Beautifully shot and boasting an eerie score that adds significantly to the film's dreamlike quality, Picnic At Hanging Rock has long been a cult favourite and its status as an enigmatic study of the journey into adulthood looks set to be further enhanced by a new 4K UHD and Blu-ray release from Second Sight Films.

It's a lavish release for a quirky and often unsettling film, but leaving aside those impressive bells and whistles that range from featurettes to audio commentaries and full-length documentaries, it's the film itself that still holds you in its dreamy grip.

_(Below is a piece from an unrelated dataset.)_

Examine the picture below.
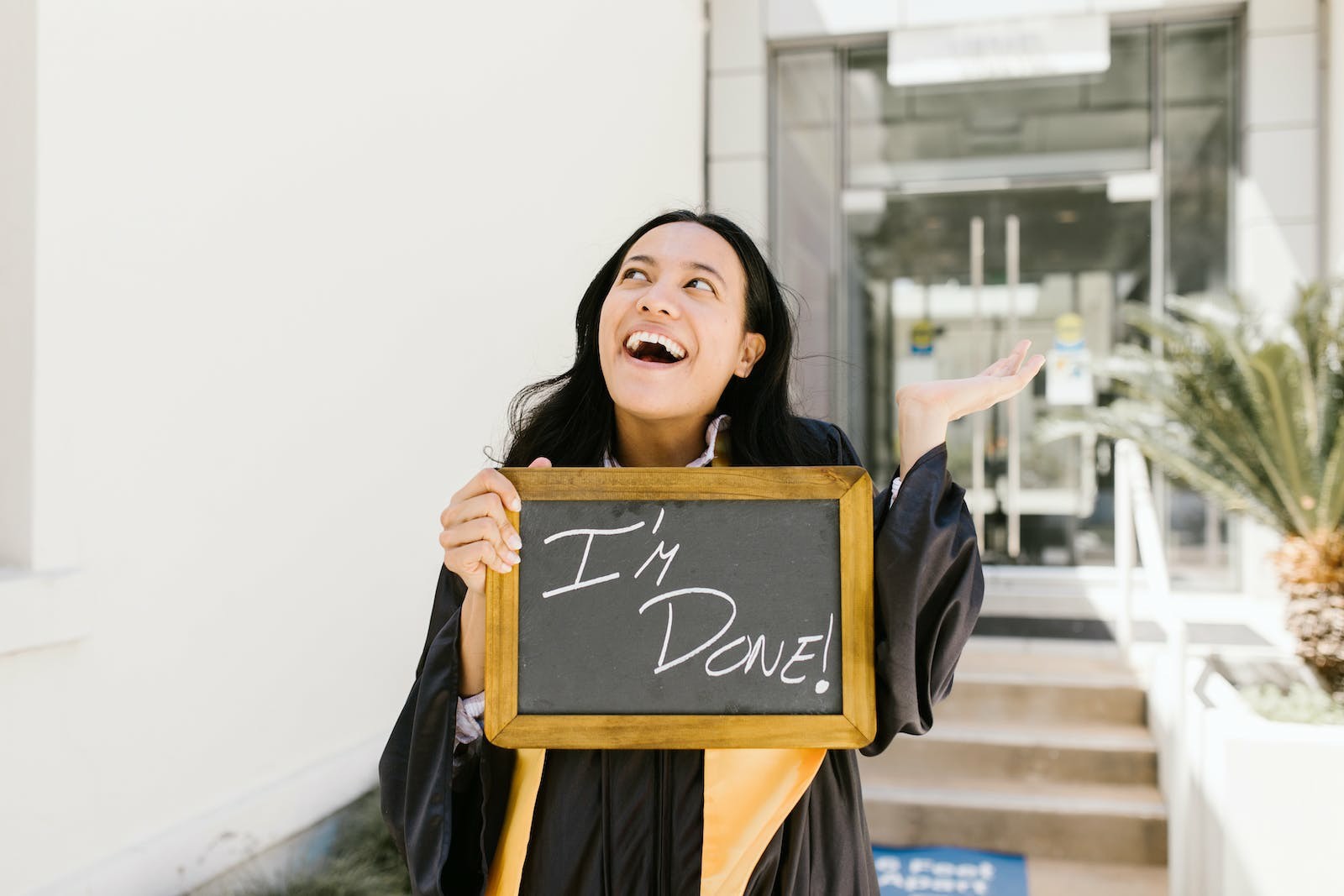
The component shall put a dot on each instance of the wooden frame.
(853, 727)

Wilfully vague and offering no concrete conclusions about the whereabouts of the missing girls, it's a viewing experience that some will find frustrating: but allow it to flow over you, and its deep beauty soon becomes apparent.

Picnic at Hanging Rock
Picnic at Hanging Rock

A slightly creepy blend of mystery and horror traditions, with maybe even a soupcon of science fiction thrown in for good measure, Weir's film unfolds slowly but impressively. There's a sense of highly charged eroticism at play at times and a suicide sub-plot that some might find problematic in 2023, but nothing is ever quite what it seems – and the lack of general explanation allows the viewer to draw their own conclusions, which is no bad thing.

This edition boasts a 4K scan and full restoration from the original camera negative supervised and approved by Weir and his director of photography Russell Boyd. Luscious to look at and more intriguing the more you watch it, this is the definitive version of a film that has lost none of its power to perplex and enthral despite the passing decades.